Les avantages de l’edge computing

Le tableau ci-dessous vous présente les avantages d’une ar­chi­tec­ture d’edge computing, comparée à un en­vi­ron­ne­ment Cloud tra­di­tion­nel.

  • Trai­te­ment des données en temps réel : dans les ar­chi­tec­tures d’edge computing, les unités de calcul sont rap­pro­chées au mieux des sources de données, fa­vo­ri­sant une com­mu­ni­ca­tion en temps réel. On évite ainsi le problème récurrent de latence rencontré avec les solutions de Cloud plus clas­siques.
  • Débit utile réduit : l’edge computing pri­vi­lé­gie un trai­te­ment des données en local au niveau de pas­se­relles edge. Seules les données qui ne peuvent pas être traitées lo­ca­le­ment, ou qui doivent être mises en lignes, sont té­lé­char­gées dans le Cloud.
  • La sécurité des données : avec une solution d’edge computing, la majeure partie des données reste dans le réseau local. Dans une telle con­fi­gu­ra­tion, les en­tre­prises auront plus de facilité à se conformer aux exigences de con­for­mité.

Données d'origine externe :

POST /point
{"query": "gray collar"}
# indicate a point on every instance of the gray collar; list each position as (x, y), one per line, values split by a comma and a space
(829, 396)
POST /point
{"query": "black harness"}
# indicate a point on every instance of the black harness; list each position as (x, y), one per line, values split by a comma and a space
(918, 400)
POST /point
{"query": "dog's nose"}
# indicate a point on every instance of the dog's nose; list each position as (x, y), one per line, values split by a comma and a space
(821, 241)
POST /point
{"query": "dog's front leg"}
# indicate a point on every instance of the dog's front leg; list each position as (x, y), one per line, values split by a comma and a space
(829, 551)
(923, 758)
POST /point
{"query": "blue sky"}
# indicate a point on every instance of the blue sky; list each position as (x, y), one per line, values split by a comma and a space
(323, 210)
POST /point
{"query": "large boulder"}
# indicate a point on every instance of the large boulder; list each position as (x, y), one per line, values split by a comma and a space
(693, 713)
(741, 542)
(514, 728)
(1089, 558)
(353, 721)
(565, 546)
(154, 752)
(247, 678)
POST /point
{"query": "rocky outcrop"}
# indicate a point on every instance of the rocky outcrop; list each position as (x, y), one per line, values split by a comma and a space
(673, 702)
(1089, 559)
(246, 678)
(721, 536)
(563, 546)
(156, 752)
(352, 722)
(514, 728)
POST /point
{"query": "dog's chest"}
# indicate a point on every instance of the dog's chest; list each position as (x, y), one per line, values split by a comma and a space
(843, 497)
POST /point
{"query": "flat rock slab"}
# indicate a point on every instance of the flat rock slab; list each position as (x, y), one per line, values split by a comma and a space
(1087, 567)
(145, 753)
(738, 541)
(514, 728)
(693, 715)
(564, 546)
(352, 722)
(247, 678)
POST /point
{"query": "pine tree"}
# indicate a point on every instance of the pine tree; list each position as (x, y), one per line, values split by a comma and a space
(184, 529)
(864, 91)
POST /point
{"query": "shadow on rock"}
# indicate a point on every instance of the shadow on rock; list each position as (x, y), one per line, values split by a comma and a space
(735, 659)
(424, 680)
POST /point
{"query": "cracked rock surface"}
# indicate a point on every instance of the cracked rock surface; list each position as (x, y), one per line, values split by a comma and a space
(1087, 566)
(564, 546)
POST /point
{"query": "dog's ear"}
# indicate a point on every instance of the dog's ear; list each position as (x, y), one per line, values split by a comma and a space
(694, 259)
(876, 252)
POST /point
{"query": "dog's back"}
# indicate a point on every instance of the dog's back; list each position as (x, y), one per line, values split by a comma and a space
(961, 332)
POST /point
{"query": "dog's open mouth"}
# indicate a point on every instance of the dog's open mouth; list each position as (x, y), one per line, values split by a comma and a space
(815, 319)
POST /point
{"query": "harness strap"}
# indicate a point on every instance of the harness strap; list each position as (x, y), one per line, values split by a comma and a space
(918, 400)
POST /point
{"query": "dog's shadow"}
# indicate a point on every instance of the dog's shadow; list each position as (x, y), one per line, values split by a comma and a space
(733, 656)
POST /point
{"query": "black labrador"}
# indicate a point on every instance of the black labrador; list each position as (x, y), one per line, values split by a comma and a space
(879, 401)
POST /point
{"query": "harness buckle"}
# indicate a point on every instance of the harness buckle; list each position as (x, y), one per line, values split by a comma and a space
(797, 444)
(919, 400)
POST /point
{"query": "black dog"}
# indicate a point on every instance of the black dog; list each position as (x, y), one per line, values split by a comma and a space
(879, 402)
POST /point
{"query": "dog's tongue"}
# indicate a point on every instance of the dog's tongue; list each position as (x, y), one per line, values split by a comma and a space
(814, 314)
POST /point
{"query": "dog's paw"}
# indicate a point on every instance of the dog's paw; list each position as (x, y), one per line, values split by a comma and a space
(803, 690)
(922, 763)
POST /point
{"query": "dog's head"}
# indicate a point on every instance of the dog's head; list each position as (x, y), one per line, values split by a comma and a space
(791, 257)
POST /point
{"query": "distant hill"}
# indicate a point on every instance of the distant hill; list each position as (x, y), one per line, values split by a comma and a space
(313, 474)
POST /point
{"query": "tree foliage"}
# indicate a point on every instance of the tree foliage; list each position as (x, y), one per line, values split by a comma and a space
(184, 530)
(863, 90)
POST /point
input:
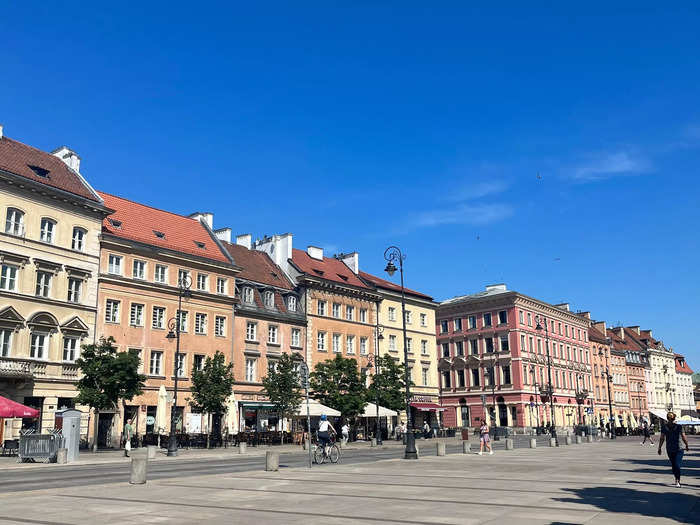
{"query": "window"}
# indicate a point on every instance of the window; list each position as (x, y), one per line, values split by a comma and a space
(251, 332)
(43, 284)
(158, 317)
(115, 264)
(220, 326)
(47, 230)
(250, 366)
(38, 346)
(272, 331)
(139, 269)
(5, 342)
(156, 364)
(112, 311)
(350, 344)
(200, 323)
(8, 278)
(14, 222)
(136, 315)
(336, 343)
(161, 274)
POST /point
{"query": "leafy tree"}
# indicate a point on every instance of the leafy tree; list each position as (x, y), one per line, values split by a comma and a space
(211, 386)
(337, 383)
(282, 385)
(390, 383)
(108, 376)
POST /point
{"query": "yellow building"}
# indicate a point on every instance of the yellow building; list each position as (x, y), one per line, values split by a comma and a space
(49, 252)
(420, 342)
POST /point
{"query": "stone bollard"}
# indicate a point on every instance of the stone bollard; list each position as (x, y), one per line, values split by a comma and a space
(272, 461)
(139, 466)
(62, 456)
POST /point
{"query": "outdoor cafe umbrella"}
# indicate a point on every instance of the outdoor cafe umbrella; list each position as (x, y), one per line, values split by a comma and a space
(9, 409)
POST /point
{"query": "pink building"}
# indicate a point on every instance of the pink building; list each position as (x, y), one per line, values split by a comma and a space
(493, 360)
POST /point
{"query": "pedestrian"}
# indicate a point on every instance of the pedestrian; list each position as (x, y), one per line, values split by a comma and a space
(484, 439)
(646, 432)
(128, 434)
(673, 434)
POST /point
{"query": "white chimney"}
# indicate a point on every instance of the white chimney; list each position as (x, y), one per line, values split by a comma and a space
(244, 240)
(223, 234)
(68, 156)
(315, 252)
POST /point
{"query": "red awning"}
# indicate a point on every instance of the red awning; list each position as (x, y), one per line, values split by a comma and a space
(9, 408)
(427, 407)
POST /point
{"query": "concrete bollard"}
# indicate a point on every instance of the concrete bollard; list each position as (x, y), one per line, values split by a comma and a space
(272, 461)
(62, 456)
(139, 466)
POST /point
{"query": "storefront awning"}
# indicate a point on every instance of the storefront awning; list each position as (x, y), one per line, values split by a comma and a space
(427, 407)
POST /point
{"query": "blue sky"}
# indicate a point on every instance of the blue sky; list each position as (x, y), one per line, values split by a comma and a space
(552, 149)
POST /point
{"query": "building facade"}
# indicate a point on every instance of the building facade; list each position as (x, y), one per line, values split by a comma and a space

Les in­con­vé­nients de l’edge computing

Malgré ses nombreux avantages, l’edge computing présente également des in­con­vé­nients qui doivent être pris en compte :

  • Des struc­tures de réseau plus complexes : un système de ré­par­ti­tion est bien plus compliqué qu’une ar­chi­tec­ture Cloud cen­tra­li­sée. Un en­vi­ron­ne­ment edge computing est un ensemble hé­té­ro­gène de plusieurs com­po­sants de réseau, venant en partie de divers fa­bri­cants, et qui com­mu­ni­quent les uns avec les autres grâce à un grand nombre d’in­ter­faces.
  • Les frais d’ac­qui­si­tion pour du matériel edge : les ar­chi­tec­tures de Cloud se dis­tin­guent avant tout par le fait qu’il y a beaucoup moins d’équi­pe­ment matériel à installer lo­ca­le­ment.
  • Un niveau de main­te­nance plus élevé : un système dé­cen­tra­lisé, composé de plusieurs nœuds de calcul, nécessite plus d’entretien et d’ad­mi­nis­tra­tion qu’un centre de données.